Price-Cut Percentage: The Market's Honest Confession
If there's one metric that most honestly reflects where the market is right now, it might be the price-cut percentage — the share of active listings that have had their asking prices reduced at least once. Price cuts have been rising. In many markets, 20% to 30% or more of active listings are carrying at least one price reduction. That's a meaningful signal. Sellers listed at prices the market wouldn't meet, and they've had to come down. It shows that initial pricing expectations were too aggressive and that buyers have more leverage than the headline price data suggests. This is important context for anyone trying to read national median home price statistics. When you see median prices flat or slightly up year-over-year, that doesn't mean every home is selling at the full asking price. Many homes are selling below the initial list price after multiple days on the market and price cuts. The transaction price that enters the median calculation often reflects a negotiated compromise rather than a confident sale. Wartime economic uncertainty amplifies buyer caution. When consumers are worried about the economy, job security, and future interest rates, they resist overpaying. They make lower offers. They walk away from overpriced listings. That buyer discipline is showing up in elevated price-cut percentages. The price-cut trend is also geographically uneven. The markets with the highest price-cut percentages tend to be those that overheated the most during 2020 to 2022 — certain pandemic boomtowns in the Mountain West, parts of Florida, and some suburban markets that saw explosive demand. Markets with chronically constrained supply — dense coastal metros — show lower price-cut rates because there isn't enough inventory for buyers to be selective. Watch the price-cut percentage in your target market. Rising price cuts are a buyer's friend.

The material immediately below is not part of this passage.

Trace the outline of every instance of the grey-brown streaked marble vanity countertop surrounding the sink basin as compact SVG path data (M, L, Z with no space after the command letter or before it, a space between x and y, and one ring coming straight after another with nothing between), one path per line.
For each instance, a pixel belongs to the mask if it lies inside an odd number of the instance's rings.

They signal that patience and negotiation will be rewarded.
Conclusion
So how is the housing market weathering wartime economics? The honest answer is: with considerable strain, but without collapse. Weekly and total pending sales remain depressed. Mortgage purchase applications signal weak demand. The 10-year yield keeps mortgage rates elevated, and unusually wide mortgage spreads add an extra burden on borrowers. The lock-in effect constrains housing inventory, though new listings are showing tentative signs of improvement. And price-cut percentages are rising in many markets, suggesting sellers are adjusting to buyer resistance. This is not a market in freefall. Prices have been remarkably resilient given the affordability headwinds, and that resilience traces directly to supply constraints. But it's also not a healthy, normally functioning market. Transaction volume is low, affordability is stretched, and uncertainty is high. The path forward depends heavily on what happens with rates. A meaningful decline in the 10-year yield — or a normalization of mortgage spreads — could unlock substantial pent-up demand. Millions of would-be buyers are waiting on the sidelines. They don't need rates to return to 3%. Even a move to 5.5% or 6% would open the door for many of them. Until then, the market will remain in this uncomfortable in-between state: not cheap enough to buy easily, not distressed enough to sell quickly, not broken — just frozen. Understanding that distinction is the most valuable thing you can take away from this analysis.